The film score and the soundtrack were composed by James Vasanthan.

Tracklist
| No. | Title | Lyrics | Singer(s) | Length |
|---|---|---|---|---|
| 1. | "Kala Kala Kala" | Na. Muthukumar | Sunanthan, Sharanya Srinivas | 4:51 |
| 2. | "Thokkanam Kuruvi Kudu" | Mohan Raj | Ananth, Sangeetha | 5:06 |
| 3. | "Maruthani Sevakalaiya" | Thanjai Ayyappan | Thanjai Ayyappan, Thanjai Selvi | 5:24 |
| 4. | "Vaarome Kanavodu" | Mohan Raj | Velmurugan | 4:19 |
| 5. | "Yetho Yetho" | Mohan Raj | Mathangi Jagdish | 4:26 |
| Total length: |  |  |  | 24:06 |

==Release==
The film was released on 18 November 2011 alongside Vithagan.

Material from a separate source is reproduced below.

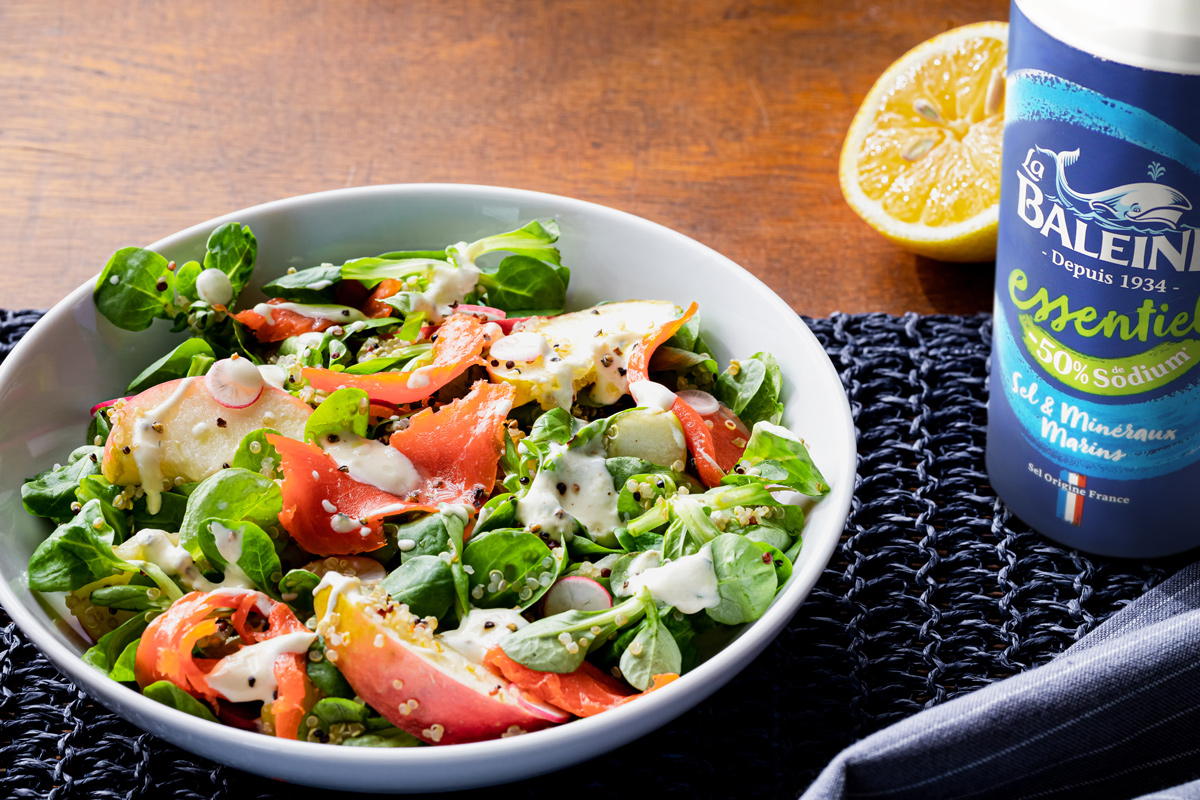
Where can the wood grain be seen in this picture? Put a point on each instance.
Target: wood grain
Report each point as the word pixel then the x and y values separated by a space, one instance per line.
pixel 126 121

The New Indian Express said, "The influence of similarly plotted films is evident throughout director Athimoolam's work and very little effort seems to have gone into the script to make it novel or exciting" and concluded, "Marudhavelu is passable work from a debutant filmmaker". In contrast, Kungumam praised the songs, the cinematography and the fast-paced screenplay.